One section of the article, which has caused a particularly heated debate, is the reference to the ‘framework for [the UK’s] future relationship with the Union’ – a framework that has to be taken into account when negotiating the exit agreement, but which will be negotiated separately. Even if the prime minister recently agreed to give some indication of the government’s Brexit plan prior to triggering article 50, the government has so far chosen not to disclose any information about how it envisages this future relationship between the UK and the EU. As a result, plenty of speculation has taken place about potential options or models, with a particular focus on trade – the area most affected by the UK leaving the EU.
A quick look at the EU-Canada negotiations, however, confirms that the FTA option is not without its challenges.
One option would be for the UK to pursue the so-called Norway model, which provides access to the single market, with its free movement of goods, capital, services and people. Yet, given the EU’s repeated emphasis on the indivisibility of these four freedoms – i.e. no free movement of goods without free movement of labour – this option would be difficult to reconcile with the referendum result, which arguably reflected a vote for greater control over immigration.

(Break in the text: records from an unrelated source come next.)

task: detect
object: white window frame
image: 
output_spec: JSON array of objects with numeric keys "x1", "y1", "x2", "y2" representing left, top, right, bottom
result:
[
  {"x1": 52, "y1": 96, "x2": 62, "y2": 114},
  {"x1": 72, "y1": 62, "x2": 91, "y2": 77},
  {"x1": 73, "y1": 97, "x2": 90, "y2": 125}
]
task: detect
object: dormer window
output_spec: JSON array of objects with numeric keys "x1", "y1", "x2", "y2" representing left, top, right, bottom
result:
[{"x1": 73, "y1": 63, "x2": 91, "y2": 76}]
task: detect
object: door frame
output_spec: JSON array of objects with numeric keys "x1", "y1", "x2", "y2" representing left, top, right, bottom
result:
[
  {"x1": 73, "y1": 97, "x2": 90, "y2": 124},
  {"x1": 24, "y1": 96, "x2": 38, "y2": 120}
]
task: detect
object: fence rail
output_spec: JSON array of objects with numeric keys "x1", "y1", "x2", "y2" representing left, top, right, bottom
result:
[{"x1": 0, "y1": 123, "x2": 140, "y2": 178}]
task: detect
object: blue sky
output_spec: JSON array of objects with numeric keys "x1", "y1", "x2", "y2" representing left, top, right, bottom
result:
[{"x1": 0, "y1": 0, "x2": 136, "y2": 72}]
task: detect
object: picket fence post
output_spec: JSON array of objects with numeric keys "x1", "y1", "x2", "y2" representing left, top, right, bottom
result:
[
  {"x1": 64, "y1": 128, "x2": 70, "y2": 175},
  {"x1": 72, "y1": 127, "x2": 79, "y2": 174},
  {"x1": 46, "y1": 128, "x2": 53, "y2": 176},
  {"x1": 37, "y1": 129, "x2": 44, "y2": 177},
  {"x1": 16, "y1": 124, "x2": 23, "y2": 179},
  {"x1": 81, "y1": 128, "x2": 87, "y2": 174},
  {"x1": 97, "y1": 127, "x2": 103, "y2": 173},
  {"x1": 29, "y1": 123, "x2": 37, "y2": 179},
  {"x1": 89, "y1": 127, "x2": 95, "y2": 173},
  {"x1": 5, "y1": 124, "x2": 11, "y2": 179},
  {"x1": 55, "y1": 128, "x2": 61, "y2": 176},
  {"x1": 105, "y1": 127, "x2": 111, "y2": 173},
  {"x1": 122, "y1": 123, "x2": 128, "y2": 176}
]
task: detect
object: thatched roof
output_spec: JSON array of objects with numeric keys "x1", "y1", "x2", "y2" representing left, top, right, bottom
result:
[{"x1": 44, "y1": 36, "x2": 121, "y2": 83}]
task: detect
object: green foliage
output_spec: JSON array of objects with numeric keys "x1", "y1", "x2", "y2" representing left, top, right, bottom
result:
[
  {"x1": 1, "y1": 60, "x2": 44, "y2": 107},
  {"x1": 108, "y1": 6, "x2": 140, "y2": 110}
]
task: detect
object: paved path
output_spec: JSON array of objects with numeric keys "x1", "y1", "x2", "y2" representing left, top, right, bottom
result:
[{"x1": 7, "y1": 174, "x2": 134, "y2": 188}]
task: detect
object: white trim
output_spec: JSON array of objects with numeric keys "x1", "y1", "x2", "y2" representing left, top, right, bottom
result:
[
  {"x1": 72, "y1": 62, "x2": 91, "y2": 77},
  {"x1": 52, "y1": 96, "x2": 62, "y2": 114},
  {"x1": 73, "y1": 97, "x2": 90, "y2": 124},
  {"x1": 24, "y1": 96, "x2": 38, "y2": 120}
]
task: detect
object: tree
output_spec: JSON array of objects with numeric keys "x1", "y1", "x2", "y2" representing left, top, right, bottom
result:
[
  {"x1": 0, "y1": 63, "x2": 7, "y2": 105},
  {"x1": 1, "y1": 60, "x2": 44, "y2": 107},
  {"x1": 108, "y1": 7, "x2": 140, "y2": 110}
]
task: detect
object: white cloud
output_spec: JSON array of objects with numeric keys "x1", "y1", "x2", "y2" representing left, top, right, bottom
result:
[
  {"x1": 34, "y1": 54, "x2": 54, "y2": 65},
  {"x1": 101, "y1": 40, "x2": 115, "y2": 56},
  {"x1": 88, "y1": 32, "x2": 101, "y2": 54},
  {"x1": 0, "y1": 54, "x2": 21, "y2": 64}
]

Another option would be to follow the Turkey model and remain in the customs union. This would allow for free trade between the two parties while the UK would still be able to control EU immigration. However, this option would limit the UK’s ability to strike its own bilateral trade deals with third parties, something to which the government is highly committed, as the creation of the new Department for International Trade proves. A third option would be to rely solely on WTO provisions, which would offer no preferential access to the EU market, making British exports subject to the EU’s common external tariffs.
Against these alternatives, the option of negotiating an UK-EU FTA seems to be gaining ground, as it would allow the UK to restrict freedom of movement while still being able to forge a close trading relationship with the EU and strike its own trade deals with other countries. The recently signed Comprehensive Economic and Trade Agreement (CETA) between the EU and Canada has been highlighted as a possible model. A quick look at the EU-Canada negotiations, however, confirms that the FTA option is not without its challenges.
First, concluding an FTA with the EU takes time, much longer than the options mentioned above. It is still unclear whether an FTA could be negotiated in parallel with the exit agreement, and thus start after the triggering of Article 50. Brexit Minister David Davis and International Trade Minister Liam Fox argue that this is possible, but Michel Barnier, the European Commission’s chief Brexit negotiator, recently echoed EU Trade Commissioner Cecilia Malmström’s claim that the exit and FTA negotiations must be sequential. Only when the UK has left the EU would it be able to negotiate an FTA with the EU. However, even if the FTA negotiations did start in parallel with the Brexit negotiations, it is unlikely they would be concluded within the two-year time frame set out by article 50. In either case, then, a transition agreement may need to be set up as an interim measure.
All told, CETA will have taken over 10 years to create.
The CETA negotiations are instructive in this context. They officially started in 2009 but were only signed seven years later. And these seven years do not include the upcoming ratification process. In addition to receiving the European Parliament’s consent, CETA, as a mixed agreement, must be ratified by each EU Member State.
Neither do they include the two-year pre-negotiation phase where the Canadian government and the European Commission collaborated to examine and assess the costs and benefits of an economic partnership. This work helped to identify common ground, and resulted in a joint study that provided the basis for the negotiation directives. After being debated and adopted by the member states, these directives set the parameters for the Commission in the negotiations with Canada. As a result, the full process will exceed ten years. Of course the UK could aim for a shorter process, but that might prove difficult without compromising on the scope of the agreement.
Second, in terms of scope, both the EU and the UK would have an interest in negotiating an extensive and ambitious FTA. Through CETA almost 99% of all tariffs will eventually be scrapped and it is the most far-reaching agreement that the EU has concluded with a third party to date. However, it includes a number of market access restrictions, particularly in agriculture, and in terms of services – an area of key concern for the UK – there is only limited liberalisation.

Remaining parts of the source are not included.